Conductance and Influence-Capital: Modeling Online Social Influence
This work bridges psychosocial and computational approaches to model social influence, revealing that influential figures during crises may not be experts and can spread misinformation, which has implications for public health communication.
The authors propose a Generalized Influence Model (GIM) that incorporates conductance and influence-capital to model online social influence, outperforming existing methods and correcting biases from follower counts. Applied to COVID-19 discussions, they find that executives, media, and military figures exert more influence than experts like life scientists, and some influential occupations spread the most misinformation.

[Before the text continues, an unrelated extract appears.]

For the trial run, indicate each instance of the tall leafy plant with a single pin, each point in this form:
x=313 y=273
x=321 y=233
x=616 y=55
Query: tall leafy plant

Human interactions are mediated by social influence. During crises like the COVID-19 pandemic, social influence determines whether life-saving information is adopted or immunization campaigns meet their targets. The literature on online social influence presents notable limitations across disciplines. Psychosocial approaches characterize the nature of influence by measuring how social factors impact these phenomena, but lack computational modeling capabilities and rely on slow, non-scalable measurement methods. Conversely, computational approaches, while data-driven, often fail to incorporate critical social factors. Our work bridges this gap through two main contributions. First, we present a data-driven Generalized Influence Model (GIM) incorporating two novel psychosocial-inspired mechanisms: the conductance of the diffusion network and the influence-capital distribution. GIM not only outperforms existing state-of-the-art approaches but also corrects the inherent biases introduced by the widely used follower count metric. Second, we empirically test long-held sociological hypotheses regarding influence, social class, and expertise by applying GIM to COVID-19 discussions. We quantify the influence and content veracity for more than 21.5 million X/Twitter users in relation to their professions. Our model suggests that executives, media, and military figures exert greater influence than pandemic-related experts such as life scientists and healthcare professionals. Worryingly, by leveraging existing COVID-19 misinformation datasets, we show that some of the most influential occupations also spread the most misinformation. These findings raise questions about the effectiveness of information dissemination by experts in situations of crisis.